Still I remember, if I wasnt invited to everything, and I wasnt. It bugged me. I just realized from my days in school that I want invited to everything in the world and I wasnt invited to everything in the troof. I didnt know why I wasnt invited to everything. If I was black, I guess I might have thought that was why. I just realized everybody wasnt invited to everything. For a while I became friends with another witness couple and we would get together regularly, dinner, cards, drink. Between my personal friends and marrying into a popular Italian family with 8 witness children, I realized no one was invited to everything. But when I wasnt invited it still bugged me very much.
My comment on you hearing brothers making racist remarks while working backstage at an assembly is this. I work in a jail, with a lot of people that are not white. A lot of them use racist terms among themselves and towards everyone else. It's not right. But its reality. I dont use racist language. I have seen Black officers call other black officers the N word and they got fired for it. But thats among us officers. Amongst the civilian population the N word is rampant. Just listen to hip hop, its based on words that rhyme with bitch and the N word. If young white people hear black people call each other racist words, maybe they think they can do it also. It would be nice if no one ever offended anyone else, but its not that way. When I was a young white person in the 60's white people used derogatory terminology towards all white men. They called the Italians Wops and Dagos, The Germans, Krauts. The Russians Commareds, The Eastern Europeans DP's The Irish, Mics and drunks. The Polish, Polocks, White Americans from West Virginia, Hill Billies on and on. Southern white people are called crackers. And If a black man happend on the scene I dont think he was exempted.

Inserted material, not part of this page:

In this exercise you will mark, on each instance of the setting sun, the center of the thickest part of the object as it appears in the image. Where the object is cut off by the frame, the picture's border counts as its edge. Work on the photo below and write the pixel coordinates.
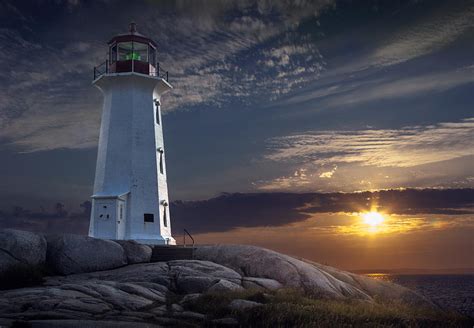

Age, maturity and upbringing would have a bearing on what comes out of ones mouth.
All in all I am very happy, most happy to be removed from the politics of the JW congregation to me it wasnt natural or comfortable. Personally I have gotten my satisfaction from doing things in life, not from going out to dinner or spending the evening with religiously confused people. By doing things, I mean in my younger days, I would join sports teams, baseball, soccer, volleyball and I played in musical groups. Those kind of activities kept me busy and seemed natural to me. If your not athletic or musical do whatever you are. I think you are older so you probably have figured this out for yourself.